Po Ha Long pojechalismy busem do Hai Phong. Z racji tego, ze mielismy zarezerwowany bilet do Ho Chi Minh City czyli miasta, ktore wiekszosc z nas ma zakodowane w glowie pod haslem Sajgon. Kupilem majty, bo swoje zostawilem na statku!!!!!!!!!! Wszystkie moje ulubione majty :( Bede musial dokupic jeszcze, bo mieli tylko rozmiar 2XL :D Wg tego co napisali na opakowaniu, to ja przy wzroscie 180cm potrzebowalbym 3XL haha
Znalezlismy hotel. Nie ma tutaj nic budzetowego, wiec spimy w hotelu 3*. Ale nie ma tragedii z cenami, placimy za pokoj ok 60zł ze sniadaniem :) Klima, tv, wlasna lazienka, jest nawet telefon! Moge np. zadzwonic do recepcji.
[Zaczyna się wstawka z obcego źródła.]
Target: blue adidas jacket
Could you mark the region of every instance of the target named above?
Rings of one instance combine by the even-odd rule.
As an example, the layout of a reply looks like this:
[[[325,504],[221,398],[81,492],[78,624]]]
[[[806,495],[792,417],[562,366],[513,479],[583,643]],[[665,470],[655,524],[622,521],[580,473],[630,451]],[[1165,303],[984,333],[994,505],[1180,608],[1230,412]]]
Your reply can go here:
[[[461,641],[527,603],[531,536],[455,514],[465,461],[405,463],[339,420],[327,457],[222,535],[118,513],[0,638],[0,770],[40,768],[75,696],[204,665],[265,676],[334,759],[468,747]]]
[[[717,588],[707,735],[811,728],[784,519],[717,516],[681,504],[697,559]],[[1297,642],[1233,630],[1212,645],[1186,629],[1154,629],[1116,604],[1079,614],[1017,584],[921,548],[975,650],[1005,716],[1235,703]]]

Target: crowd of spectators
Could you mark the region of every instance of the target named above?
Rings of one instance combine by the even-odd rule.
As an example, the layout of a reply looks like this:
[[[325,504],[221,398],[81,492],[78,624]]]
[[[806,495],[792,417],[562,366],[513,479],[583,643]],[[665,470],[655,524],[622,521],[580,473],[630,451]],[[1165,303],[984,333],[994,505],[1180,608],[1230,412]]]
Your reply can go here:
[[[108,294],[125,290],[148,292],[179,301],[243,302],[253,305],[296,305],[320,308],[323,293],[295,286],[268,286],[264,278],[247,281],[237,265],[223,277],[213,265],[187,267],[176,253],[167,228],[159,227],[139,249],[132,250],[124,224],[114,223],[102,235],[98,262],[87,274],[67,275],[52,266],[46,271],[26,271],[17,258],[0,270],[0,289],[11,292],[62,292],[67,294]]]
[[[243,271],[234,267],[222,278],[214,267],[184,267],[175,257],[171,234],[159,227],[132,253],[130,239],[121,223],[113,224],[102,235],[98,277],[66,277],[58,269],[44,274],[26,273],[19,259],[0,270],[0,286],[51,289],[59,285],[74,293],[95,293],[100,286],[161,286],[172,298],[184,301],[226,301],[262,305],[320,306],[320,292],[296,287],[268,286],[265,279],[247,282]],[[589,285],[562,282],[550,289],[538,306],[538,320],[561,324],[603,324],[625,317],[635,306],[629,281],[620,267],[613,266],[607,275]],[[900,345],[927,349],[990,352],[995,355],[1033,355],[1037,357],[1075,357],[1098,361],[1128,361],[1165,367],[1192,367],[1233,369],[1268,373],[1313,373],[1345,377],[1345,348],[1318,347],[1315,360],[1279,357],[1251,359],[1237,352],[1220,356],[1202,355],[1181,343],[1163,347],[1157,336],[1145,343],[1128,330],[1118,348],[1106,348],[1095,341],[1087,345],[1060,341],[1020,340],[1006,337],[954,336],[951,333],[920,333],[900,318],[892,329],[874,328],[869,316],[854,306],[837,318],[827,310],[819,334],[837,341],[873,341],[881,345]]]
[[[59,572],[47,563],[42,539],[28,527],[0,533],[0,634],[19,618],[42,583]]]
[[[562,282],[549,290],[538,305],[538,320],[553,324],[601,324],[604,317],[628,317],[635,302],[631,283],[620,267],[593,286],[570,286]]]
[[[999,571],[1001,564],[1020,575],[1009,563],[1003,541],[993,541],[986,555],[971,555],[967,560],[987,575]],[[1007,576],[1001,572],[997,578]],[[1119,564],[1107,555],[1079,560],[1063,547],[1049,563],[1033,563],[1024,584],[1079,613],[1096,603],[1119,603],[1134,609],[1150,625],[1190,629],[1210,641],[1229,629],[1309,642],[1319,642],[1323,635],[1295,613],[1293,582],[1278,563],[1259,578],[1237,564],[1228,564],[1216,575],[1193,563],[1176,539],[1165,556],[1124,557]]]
Wyszlismy cos zjesc, dlugo nie moglismy nic znalezc poza zarciem na ulicy. W koncu cos znalezlismy. Nie mieli angielskiego menu, wiec wzialem w ciemno 5 potraw. Przyniesli nam frytki, ogorki, pomidory, boczek surowy z grzybkami w srodku i surowa wolowine. Chwile myslalem co z tym zrobic, czy jesc surowe czy co (a fanem tatara i surowego miesa nie jestem), gdy przyszedl kelner i podpalil nam taka mala patelnie. Musielismy sobie to sami usmazyc na masle :) Dodatkowa atrakcja, samemu sobie usmazyc obiad w restauracji.
Hai Phong to raczej nieturystyczne miasteczko, wiec znowu wszyscy sie za nami ogladali, dzieci sie usmiechaja :) Taki Wietnam lubie. Niezepsuty glupota pogoni za kasa i pazernoscia.